Tribunal Administratif de Rennes — Décision N° TA35-2405300

mardi 10 décembre 2024

JuridictionTribunal Administratif de Rennes
SectionTribunal Administratif de Rennes
N° DossierTA35-2405300
TypeDécision
RecoursExcès de pouvoir
PublicationC
Formation5ème Chambre
Avocat requérantNOHE-THOMAS

Texte intégral

Vu la procédure suivante :

Par une requête et un mémoire, enregistrés les 9 septembre et 7 novembre 2024, Mme B A, représentée par Me Nohe-Thomas, demande au tribunal :

1°) d'annuler l'arrêté du 10 juin 2024 du préfet du Finistère portant refus de titre de séjour, obligation de quitter le territoire français dans un délai de trente jours, fixation du pays de destination, interdiction de retour sur le territoire français pendant une durée d'une année, obligation de remise de son passeport et de présentation aux services de la police nationale de Brest une fois par semaine, et signalement dans le système d'information Schengen ;

2°) d'enjoindre au préfet du Finistère, sous astreinte de 100 € par jour de retard : à titre principal, de lui accorder un titre de séjour portant la mention " travailleur temporaire " ou " vie privée et familiale " dans le délai d'un mois à compter de la notification du jugement à intervenir et, dans l'attente, de lui accorder une autorisation provisoire de séjour dans le délai de 8 jours à compter de la notification dudit jugement ; à titre subsidiaire, de procéder à un nouvel examen de sa situation et de lui délivrer, dans l'attente, une autorisation provisoire de séjour assortie d'une autorisation de travail, dans le délai d'une semaine à compter de la notification du jugement à intervenir ;

3°) de mettre à la charge de l'État la somme de 1 500 € en application de l'article L. 761-1 du code de justice administrative et de l'article 37 de la loi du 10 juillet 1991 relative à l'aide juridique.

Elle soutient que :

Sur les moyens communs aux décisions contestées :

- elles sont insuffisamment motivées ;

- elles n'ont pas été précédées d'un examen suffisant de sa situation personnelle ;

- elles méconnaissent l'article 8 de la convention européenne de sauvegarde des droits de l'homme et des libertés fondamentales ;

- elles sont entachées d'erreurs manifestes d'appréciation quant à leurs conséquences sur sa situation personnelle.

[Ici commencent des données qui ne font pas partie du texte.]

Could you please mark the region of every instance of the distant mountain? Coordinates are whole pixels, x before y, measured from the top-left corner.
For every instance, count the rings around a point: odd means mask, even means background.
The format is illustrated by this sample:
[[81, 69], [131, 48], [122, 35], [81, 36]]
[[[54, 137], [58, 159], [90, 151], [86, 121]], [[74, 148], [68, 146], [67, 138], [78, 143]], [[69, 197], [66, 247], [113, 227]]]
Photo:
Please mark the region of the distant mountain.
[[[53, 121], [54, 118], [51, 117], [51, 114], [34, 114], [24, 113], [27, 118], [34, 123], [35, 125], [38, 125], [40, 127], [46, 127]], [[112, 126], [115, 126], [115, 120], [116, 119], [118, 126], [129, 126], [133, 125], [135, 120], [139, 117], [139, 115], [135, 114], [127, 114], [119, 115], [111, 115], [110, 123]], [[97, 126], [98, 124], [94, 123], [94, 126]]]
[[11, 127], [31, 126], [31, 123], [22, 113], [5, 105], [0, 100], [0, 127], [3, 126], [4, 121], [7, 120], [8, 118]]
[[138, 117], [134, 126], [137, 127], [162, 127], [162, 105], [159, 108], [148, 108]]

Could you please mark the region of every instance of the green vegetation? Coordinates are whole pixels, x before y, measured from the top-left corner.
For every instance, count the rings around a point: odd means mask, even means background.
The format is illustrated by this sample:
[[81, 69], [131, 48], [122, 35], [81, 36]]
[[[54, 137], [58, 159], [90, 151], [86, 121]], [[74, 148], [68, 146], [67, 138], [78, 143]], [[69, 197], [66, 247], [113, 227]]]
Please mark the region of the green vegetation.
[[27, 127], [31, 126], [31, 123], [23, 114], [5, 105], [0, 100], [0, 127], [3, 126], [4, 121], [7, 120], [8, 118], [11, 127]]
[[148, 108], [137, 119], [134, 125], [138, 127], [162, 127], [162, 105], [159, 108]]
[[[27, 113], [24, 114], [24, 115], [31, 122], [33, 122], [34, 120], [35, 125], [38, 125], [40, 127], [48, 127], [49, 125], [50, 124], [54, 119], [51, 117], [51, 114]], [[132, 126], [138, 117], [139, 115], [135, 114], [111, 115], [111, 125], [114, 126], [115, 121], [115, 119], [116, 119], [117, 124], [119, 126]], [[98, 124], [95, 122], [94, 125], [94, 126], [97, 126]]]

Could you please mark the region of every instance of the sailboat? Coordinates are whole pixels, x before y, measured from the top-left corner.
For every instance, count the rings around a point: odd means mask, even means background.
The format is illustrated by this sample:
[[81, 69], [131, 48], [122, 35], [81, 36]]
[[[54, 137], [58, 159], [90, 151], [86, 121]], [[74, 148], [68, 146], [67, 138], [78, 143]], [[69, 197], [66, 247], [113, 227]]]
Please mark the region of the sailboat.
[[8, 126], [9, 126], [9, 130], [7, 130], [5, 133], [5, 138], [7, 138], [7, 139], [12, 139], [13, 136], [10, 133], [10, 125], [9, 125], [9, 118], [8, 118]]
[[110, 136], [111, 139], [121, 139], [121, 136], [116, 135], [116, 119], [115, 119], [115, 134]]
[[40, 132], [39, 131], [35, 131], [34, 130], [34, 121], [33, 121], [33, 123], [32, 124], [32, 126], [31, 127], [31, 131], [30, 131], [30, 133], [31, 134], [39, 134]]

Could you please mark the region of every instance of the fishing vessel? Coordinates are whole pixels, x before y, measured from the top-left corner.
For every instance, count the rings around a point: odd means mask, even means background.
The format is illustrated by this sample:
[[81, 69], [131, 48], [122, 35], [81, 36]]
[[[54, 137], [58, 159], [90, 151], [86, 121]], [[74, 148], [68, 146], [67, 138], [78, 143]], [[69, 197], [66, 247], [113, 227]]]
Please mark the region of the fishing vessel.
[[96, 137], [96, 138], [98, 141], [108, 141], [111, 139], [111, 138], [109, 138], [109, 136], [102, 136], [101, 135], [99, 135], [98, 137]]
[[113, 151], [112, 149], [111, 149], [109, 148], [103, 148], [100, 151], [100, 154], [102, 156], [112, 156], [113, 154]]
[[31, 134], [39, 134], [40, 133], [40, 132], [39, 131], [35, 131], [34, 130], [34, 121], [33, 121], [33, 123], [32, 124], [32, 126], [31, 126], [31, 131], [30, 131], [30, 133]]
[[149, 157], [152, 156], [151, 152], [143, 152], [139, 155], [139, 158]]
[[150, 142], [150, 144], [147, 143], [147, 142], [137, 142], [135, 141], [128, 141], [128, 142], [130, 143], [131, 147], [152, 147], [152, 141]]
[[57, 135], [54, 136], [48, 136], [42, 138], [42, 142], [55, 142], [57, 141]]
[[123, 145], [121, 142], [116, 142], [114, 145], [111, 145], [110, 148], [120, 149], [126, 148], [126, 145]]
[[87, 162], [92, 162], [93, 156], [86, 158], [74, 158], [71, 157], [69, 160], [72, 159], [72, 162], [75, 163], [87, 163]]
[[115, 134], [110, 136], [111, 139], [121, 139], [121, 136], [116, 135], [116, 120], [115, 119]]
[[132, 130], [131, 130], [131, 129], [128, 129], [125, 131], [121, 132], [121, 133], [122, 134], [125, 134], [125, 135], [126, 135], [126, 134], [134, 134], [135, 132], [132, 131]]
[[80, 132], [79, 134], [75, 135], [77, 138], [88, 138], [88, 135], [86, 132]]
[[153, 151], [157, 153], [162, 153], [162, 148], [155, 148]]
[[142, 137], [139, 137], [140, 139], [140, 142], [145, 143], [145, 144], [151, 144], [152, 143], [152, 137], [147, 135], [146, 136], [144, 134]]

Sur le refus de délivrer un titre de séjour :

- il méconnaît l'article L. 423-23 du code de l'entrée et du séjour des étrangers et du droit d'asile.

Sur l'obligation de quitter le territoire français :

- elle est illégale à raison de l'illégalité du refus de titre de séjour, soulevée par voie d'exception ;

- elle méconnaît l'article 3 de la convention internationale des droits de l'enfant.

Sur la fixation du pays de destination :

- elle est illégale à raison de l'illégalité de l'obligation de quitter le territoire français, soulevée par voie d'exception ;

- elle est entachée d'une erreur de droit dans l'application combinée des articles 3 et 8 de la convention européenne de sauvegarde des droits de l'homme et des libertés fondamentales.

Sur l'interdiction de retour sur le territoire français :

- elle est illégale à raison de l'illégalité de l'obligation de quitter le territoire français, soulevée par voie d'exception ;

- elle est entachée d'une erreur d'appréciation ;

- elle méconnaît l'article 3 de la convention européenne de sauvegarde des droits de l'homme et des libertés fondamentales.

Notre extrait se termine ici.